古本屋の仕事は、感傷的な仕事である。
もちろん、「本」という、人の心の奥底に届くエモーショナルなものを扱っている点において、新刊書店や図書館でも、感情を動かされる場面に遭遇することは多いだろうと思う。
ただ、古本屋は「買取」という他の職種にない仕事によって、日常的に「死」を意識させられる。
亡くなったご家族の蔵書整理のご相談は毎日のようにあり、いわゆる「終活」でコレクションを整理されたいという方も多い。
一方、2、30年前の本なら「新しめの本」という認識の古書の世界では、買い取ったばかりの本の書き手も、既に故人となっていることがほとんどだ。

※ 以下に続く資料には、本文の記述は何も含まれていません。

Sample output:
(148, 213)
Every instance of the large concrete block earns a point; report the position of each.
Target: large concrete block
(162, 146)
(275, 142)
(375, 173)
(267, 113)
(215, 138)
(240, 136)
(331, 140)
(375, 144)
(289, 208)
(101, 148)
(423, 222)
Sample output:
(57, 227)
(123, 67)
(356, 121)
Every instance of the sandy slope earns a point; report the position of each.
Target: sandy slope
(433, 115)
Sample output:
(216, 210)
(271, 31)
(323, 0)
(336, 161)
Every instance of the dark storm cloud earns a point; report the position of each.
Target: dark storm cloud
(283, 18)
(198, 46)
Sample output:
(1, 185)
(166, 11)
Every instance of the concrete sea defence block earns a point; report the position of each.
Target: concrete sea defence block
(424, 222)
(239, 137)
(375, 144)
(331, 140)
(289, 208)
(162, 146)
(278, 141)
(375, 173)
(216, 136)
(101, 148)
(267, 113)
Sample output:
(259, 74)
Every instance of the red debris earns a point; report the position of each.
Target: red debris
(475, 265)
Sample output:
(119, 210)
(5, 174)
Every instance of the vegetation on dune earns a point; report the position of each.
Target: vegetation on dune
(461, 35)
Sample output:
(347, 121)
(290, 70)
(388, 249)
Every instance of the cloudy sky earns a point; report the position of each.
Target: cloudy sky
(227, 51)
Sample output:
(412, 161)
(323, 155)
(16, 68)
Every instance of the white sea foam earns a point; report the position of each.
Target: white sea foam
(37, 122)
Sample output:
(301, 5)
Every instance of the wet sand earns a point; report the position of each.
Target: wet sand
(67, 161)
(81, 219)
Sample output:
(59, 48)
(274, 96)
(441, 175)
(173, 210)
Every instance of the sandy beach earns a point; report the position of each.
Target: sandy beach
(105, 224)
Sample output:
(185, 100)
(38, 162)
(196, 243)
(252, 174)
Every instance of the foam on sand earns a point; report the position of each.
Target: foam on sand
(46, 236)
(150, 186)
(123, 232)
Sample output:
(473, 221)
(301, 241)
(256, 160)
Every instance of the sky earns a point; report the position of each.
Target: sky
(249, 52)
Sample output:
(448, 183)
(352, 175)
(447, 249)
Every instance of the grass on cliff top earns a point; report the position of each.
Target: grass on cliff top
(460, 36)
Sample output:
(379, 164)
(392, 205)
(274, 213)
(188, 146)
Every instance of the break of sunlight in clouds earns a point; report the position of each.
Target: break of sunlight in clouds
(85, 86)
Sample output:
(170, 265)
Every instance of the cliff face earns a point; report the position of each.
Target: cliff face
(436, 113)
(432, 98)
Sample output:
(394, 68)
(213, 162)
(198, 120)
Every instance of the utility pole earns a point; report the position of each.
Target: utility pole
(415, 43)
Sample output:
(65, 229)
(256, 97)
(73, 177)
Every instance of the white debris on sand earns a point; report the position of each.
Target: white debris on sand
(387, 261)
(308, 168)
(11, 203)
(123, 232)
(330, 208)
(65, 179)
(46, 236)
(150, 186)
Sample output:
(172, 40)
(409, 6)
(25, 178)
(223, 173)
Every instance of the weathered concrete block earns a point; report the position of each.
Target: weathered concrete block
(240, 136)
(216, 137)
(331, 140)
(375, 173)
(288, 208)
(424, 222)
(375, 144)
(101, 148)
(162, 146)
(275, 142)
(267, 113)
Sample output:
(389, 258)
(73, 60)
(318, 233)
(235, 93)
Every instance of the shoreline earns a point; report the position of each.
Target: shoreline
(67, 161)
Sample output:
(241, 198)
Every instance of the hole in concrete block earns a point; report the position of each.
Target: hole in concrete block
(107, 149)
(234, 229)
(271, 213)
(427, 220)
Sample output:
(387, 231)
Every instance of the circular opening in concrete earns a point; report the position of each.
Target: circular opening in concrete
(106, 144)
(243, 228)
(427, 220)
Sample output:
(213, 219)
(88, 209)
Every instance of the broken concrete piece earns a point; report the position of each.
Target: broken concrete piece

今はもういない人たちが、つくり、売り、それを買い、読んできた「本」が、人間の寿命を超えて存在し続け、今ここにあるのだなということが、ふと頭に浮かんで、手元の本をじっと見詰めてしまうことがある。
感傷的にならざるを得ない現場も、時には、ある。
わたしはつい思いを馳せたり、重ねたりしてしまうところがあるので、意識して仕事モードに頭を切り替えて淡々と手を動かすようにすることもある。いちいち泣いたり胸を痛めたりしていては、誰のためにもならないからだ。
けれど、この感傷にまったく心動かされなくなってしまったら、小さなまちの古本屋の仕事はできないだろうな、とも思う。
古本屋の仕事の世界は、センチメンタルと、なかなかの下衆さと、独特の優しさで満ちている。
それをもっと伝えられたらな、お客様にも理解していただけるだろうし、古本屋の仕事に興味のある良いスタッフにも巡り合えるかもなと、よく思うけれど……話せないことが多すぎる。
知り過ぎてしまう仕事でもあるので、とにかく古本屋は口が固いことがとても大切。